I can't do this anymore. I am so scared I will be too afraid to pull the trigger but I am so done. I lost the one last thing I had to live for. I give up. I can't do this anymore.

Thank you for trying. It's kind to try.

You say your family won't care, who will find you dead on the floor? Who will clean your brains off the wall? The owner of the gun will surely be affected by this, and he'll live with this regret for the rest of his life. You'll inflict so much pain to those around you

my family cares about me. I don't care much about them. its sad that i will traumatize people, but i dont know that its enough tos top me. who knows. i'm a coward so i'll probably chicekn out.

Even if your family doesn't like you, you need to be the better person and prove that you can be a productive member of society, and that you're better than all of them. Wouldn't that be the sweeter revenge?

I can't. because i can't, and I'm not. I dont care about reenge. not doing this for revenge.

There is SO much to do in the world. So much to see. Travel. Read. Learn a new skill. You can literally travel through Europe on 15€ a day and experience an entire new world.
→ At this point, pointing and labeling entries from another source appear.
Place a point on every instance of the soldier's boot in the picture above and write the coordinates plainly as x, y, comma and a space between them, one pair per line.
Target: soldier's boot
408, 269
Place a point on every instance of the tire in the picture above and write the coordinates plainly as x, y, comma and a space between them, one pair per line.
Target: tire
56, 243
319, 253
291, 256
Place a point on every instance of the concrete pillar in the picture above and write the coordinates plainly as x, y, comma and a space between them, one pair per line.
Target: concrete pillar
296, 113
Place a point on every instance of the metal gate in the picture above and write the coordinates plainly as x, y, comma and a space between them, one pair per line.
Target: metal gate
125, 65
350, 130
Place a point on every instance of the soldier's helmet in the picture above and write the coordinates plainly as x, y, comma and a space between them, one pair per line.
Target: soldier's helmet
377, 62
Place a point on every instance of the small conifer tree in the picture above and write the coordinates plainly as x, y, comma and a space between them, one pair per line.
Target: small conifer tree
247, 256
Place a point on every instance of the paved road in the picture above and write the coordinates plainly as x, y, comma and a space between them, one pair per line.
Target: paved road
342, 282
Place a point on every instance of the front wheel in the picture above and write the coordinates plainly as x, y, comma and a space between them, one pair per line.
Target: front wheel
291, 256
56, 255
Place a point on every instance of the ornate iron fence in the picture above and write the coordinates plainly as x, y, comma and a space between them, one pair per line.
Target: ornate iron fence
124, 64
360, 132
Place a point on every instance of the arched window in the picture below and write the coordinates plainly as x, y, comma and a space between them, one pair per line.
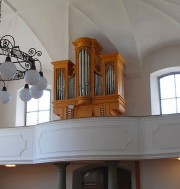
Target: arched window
169, 87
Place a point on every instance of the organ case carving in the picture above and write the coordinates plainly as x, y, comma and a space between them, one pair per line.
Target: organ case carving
94, 86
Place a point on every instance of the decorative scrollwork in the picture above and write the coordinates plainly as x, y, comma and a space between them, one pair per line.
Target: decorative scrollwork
25, 60
32, 52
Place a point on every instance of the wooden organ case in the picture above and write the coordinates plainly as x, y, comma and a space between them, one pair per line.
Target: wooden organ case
94, 86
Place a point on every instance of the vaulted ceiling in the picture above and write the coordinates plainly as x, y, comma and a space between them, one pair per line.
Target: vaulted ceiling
135, 28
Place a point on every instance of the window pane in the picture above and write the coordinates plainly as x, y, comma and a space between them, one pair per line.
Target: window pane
38, 110
31, 118
168, 106
178, 105
167, 87
32, 105
177, 79
44, 116
44, 102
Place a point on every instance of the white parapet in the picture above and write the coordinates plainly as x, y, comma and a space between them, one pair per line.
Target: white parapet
103, 138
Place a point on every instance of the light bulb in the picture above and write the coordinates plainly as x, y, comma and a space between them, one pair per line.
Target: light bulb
42, 84
32, 77
35, 93
25, 93
4, 96
8, 69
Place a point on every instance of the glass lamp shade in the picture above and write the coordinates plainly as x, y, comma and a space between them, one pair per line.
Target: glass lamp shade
25, 93
8, 69
35, 93
32, 77
42, 84
4, 96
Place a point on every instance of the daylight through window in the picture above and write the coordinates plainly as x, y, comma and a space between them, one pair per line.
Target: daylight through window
170, 93
38, 110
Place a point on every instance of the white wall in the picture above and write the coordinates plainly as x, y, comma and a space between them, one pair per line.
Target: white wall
41, 176
137, 85
160, 174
If you don't have something to live for, then find something to live for

Some of us dont have 15 a day.

If you don't have something to live for, then find something to live for.

There isn't anything.

I'm no good at this, but there are people that can help.

ther aren't. not for me. there is nothing anyone could say or do tht would change anything for me

Call a hotline, it's a Google search away

I have no interest in having the police show up at my house in an hour and throwing me in a squad car to take me to a psych ward and lock me up and drug me until I swear that i'm a good little boy and will be obedient and never do anything bad again.

There is nothign that can help. but thnk you. you are a nice person.

Thank you for triyng though. it was kind.